Triad Hospitals, still digesting its $2.4 billion acquisition of Quorum Health Group, last week posted earnings that fell in 2001, in contrast to the more upbeat earnings news recently reported by other investor-owned hospital chains.
Dallas-based Triad, the nation's third-largest for-profit hospital chain, has lagged in its earnings performance behind its former parent, HCA, and Tenet Healthcare Corp., the two largest for-profit systems. While HCA and Tenet spent the late 1990s paring their hospital portfolios to markets in which they are dominant providers, Triad has had to play catch-up as it works to consolidate its new hospitals from Quorum.
"In getting the Quorum hospitals acclimated to the way that Triad does business, they still have a ways to go," said Robert Mains, a healthcare stock analyst with Advest, a brokerage firm based in Hartford, Conn. Triad said its earnings sank 36% to $2.8 million, or 5 cents per share, in 2001, a year in which the company completed the acquisition of Brentwood, Tenn.-based Quorum. By comparison, Triad earned $4.4 million, or 13 cents per share, in 2000, when it had 18 fewer hospitals and about half as many shares outstanding.
The 46-hospital chain did not release comparative results for 2000 that included Quorum's figures; however, Triad said its 2001 revenue of $3.2 billion was a 6.7% increase over the companies' combined revenue in 2000.
Adjusted admissions for continuing operations rose 3.3%, despite a 1.5% drop in nonsurgical outpatient visits related to the closing of some of Triad's weak-performing outpatient clinics, and patient revenue per adjusted admission rose 4.9%, Triad said.
In answering a question during a conference call with analysts last week, Denny Shelton, Triad's chairman and chief executive officer, said the company spent $3 million to $5 million in late 2001 to integrate Quorum, although Triad did not take any charges in the fourth quarter directly related to the deal.
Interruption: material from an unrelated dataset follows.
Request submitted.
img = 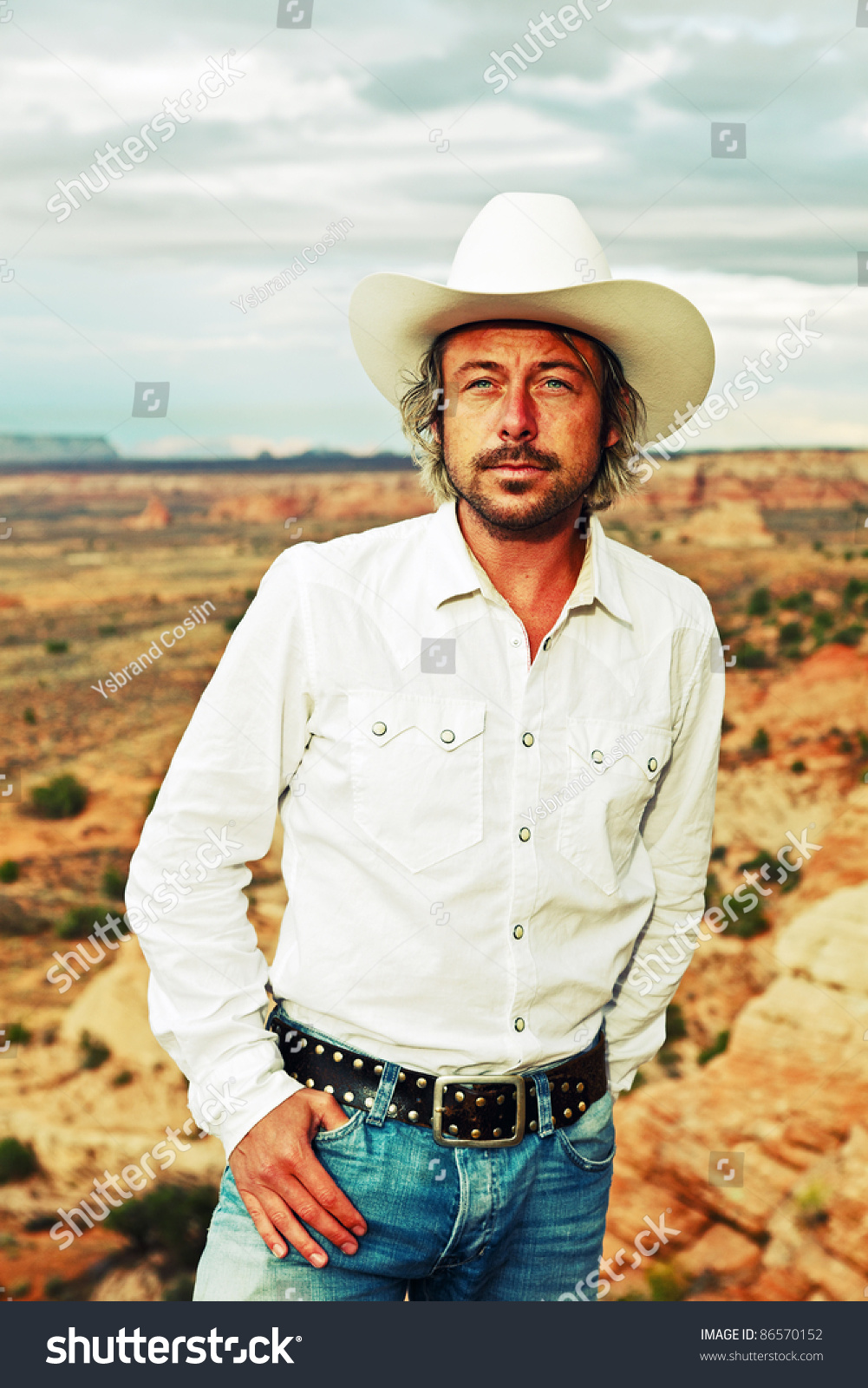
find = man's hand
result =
[229,1090,368,1267]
The costs included legal fees, compliance training costs related to Quorum's settlement of Medicare cost-reporting fraud charges with the federal government, and $1 million in reorganization and severance pay at Quorum Health Resources, the hospital-management division. Company officials would not specify how many jobs were cut.
Triad executives were adamant that the Quorum acquisition won't harm 2002 earnings. "We worked through the transition period basically through the end of the year, but I can tell you that we're in doggoned good shape for 2002," Shelton said. "We're in the best shape we've ever been."
Mains said Triad's management has experience in turning around good assets that had been managed poorly-the same scenario it faced when Nashville-based HCA spun off 33 hospitals to form Triad in 1999, he said.
Triad's results reflect several extraordinary gains and losses in the fourth quarter, among them a $22 million pretax profit on the sale of 143-bed Paradise Valley Hospital, Phoenix, and a $23.1 million charge to write down goodwill at 138-bed Alice (Texas) Regional Hospital.